TTEC HOLDINGS, INC. AND SUBSIDIARIES

Notes to the Consolidated Financial Statements

Equity Compensation Plans

In May 2010, the Company adopted the TeleTech Holdings, Inc. 2010 Equity Incentive Plan (the “2010 Plan”). An aggregate of 4.0 million shares of common stock has been reserved for issuance under the 2010 Plan, which permits the award of incentive stock options, non-qualified stock options, stock appreciation rights, shares of restricted common stock and RSUs. The 2010 Plan also provides for annual equity-based compensation grants to members of the Company’s Board of Directors. Options granted to employees generally vest over four to five years and have a contractual life of ten years. Options issued to Directors vest over one year and have a contractual life of ten years. As of December 31, 2018, a total of 4.0 million shares were authorized and 1.0 million shares were available for issuance under the 2010 Plan.

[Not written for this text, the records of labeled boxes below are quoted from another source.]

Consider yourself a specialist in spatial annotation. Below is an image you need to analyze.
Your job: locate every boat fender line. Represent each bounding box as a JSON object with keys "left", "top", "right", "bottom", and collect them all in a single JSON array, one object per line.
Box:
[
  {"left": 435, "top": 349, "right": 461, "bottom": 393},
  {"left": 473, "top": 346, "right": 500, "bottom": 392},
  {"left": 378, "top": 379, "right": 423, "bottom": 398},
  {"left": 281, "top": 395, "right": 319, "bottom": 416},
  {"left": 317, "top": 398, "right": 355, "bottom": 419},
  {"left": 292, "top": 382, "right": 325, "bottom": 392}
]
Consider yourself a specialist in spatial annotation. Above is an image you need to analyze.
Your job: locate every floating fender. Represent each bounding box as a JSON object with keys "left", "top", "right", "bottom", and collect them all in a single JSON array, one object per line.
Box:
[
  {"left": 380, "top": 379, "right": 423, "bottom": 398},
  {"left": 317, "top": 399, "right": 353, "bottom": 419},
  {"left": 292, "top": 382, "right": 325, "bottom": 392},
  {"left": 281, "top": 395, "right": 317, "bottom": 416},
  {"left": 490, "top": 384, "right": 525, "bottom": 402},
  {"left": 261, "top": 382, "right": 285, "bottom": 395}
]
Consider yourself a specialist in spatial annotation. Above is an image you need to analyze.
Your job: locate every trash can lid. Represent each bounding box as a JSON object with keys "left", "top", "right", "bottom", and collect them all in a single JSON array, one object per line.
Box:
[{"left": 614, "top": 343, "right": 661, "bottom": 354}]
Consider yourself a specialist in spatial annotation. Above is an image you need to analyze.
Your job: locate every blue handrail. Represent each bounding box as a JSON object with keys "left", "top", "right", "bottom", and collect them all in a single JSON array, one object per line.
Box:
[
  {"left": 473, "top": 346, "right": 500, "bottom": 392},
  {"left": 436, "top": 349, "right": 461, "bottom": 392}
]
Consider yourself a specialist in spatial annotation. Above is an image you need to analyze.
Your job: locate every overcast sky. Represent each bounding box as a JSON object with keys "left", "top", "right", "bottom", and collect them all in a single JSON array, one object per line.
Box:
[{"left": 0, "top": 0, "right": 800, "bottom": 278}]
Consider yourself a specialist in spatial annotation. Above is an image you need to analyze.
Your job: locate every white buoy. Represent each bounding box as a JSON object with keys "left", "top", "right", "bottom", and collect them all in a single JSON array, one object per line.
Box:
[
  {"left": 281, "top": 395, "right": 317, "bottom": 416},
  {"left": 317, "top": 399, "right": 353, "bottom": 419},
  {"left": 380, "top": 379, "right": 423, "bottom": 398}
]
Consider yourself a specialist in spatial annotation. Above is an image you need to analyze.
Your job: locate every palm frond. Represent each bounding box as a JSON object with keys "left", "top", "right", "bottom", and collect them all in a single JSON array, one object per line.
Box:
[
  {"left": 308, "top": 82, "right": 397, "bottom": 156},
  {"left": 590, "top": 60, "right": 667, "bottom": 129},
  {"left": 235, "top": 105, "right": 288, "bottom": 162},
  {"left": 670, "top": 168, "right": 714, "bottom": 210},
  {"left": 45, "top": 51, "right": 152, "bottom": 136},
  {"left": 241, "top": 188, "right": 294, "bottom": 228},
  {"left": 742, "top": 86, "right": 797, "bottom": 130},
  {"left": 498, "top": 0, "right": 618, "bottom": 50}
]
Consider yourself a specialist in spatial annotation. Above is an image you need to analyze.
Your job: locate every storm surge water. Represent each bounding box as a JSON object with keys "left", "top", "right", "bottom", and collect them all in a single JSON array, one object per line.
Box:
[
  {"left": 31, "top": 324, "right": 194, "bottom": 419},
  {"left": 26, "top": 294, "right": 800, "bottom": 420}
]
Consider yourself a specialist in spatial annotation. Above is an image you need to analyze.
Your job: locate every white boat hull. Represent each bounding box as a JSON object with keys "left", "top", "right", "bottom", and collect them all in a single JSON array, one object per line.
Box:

For the years ended December 31, 2018,  2017, and 2016, the Company recorded total equity-based compensation expense under all equity-based arrangements (stock options and RSUs) of $12.1 million, $11.9 million and $9.8 million, respectively. For 2018,  2017 and 2016, of the total compensation expense, $4.7 million, $4.1 million and $3.1 million was recognized in Cost of services and $7.4 million, $7.8 million and $6.7 million, was recognized in Selling, general and administrative in the Consolidated Statements of Comprehensive Income (Loss), respectively. For the years ended December 31, 2018,  2017, and 2016, the Company recognized a tax benefit under all equity-based arrangements (stock options and RSUs) of $3.7 million, $6.8 million and $5.0 million, respectively.

Restricted Stock Units

2016,  2017 and 2018 RSU Awards: The Company granted RSUs in 2016,  2017 and 2018 to new and existing employees that vest over four or five years. The Company also granted RSUs in 2016,  2017 and 2018 to members of the Board of Directors that vest over one year.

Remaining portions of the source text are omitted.